Influence of Mode of Stress and Coronary Risk Factor Burden Upon Long-Term Mortality Following Normal Stress Myocardial Perfusion Single-Photon Emission Computed Tomographic Imaging
In patients with normal results on stress single-photon emission computed tomographic (SPECT) studies, coronary artery disease risk factors (RFs) and the mode of testing can influence the trajectory of long-term outcomes. Nevertheless, the combined prognostic impact of these commonly assessed factors has heretofore not been considered. In this study, all-cause mortality rates were assessed in 5,762 patients with normal results on stress SPECT studies. Patients were divided according to mode of stress testing, exercise or pharmacologic, and by number of coronary artery disease RFs. Patients were followed for a mean of 8 ± 4.2 years for all-cause mortality. There were 1,051 deaths (18%), with an annualized mortality rate of 2.2% per year. The RF-adjusted event rate was significantly higher for pharmacologic versus exercise SPECT studies (3.6% per year vs 1.2% per year, p <0.0001) and for patients with increasing numbers of coronary artery disease RFs (p <0.0001).

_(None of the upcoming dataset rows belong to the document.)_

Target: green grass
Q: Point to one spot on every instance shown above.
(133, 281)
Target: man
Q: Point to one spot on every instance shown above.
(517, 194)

Kaplan-Meier survival analysis revealed wide heterogeneity in all-cause mortality rates when RF burden and performance of exercise versus pharmacologic testing were considered, ranging from only 0.8% per year in exercise patients with no RFs to 4.2% per year in pharmacologic patients with ≥2 RFs. Mortality rates in exercise patients with ≥2 RFs were comparable to those in pharmacologic patients with no RFs. In conclusion, long-term outcomes after cardiac stress testing are synergistically and strongly influenced by RF burden and inability to exercise. Given these findings, prospective study is indicated to determine whether enhanced risk categorization that combines the consideration of these 2 factors improves patient counseling and physician risk management among patients manifesting normal results on stress SPECT studies.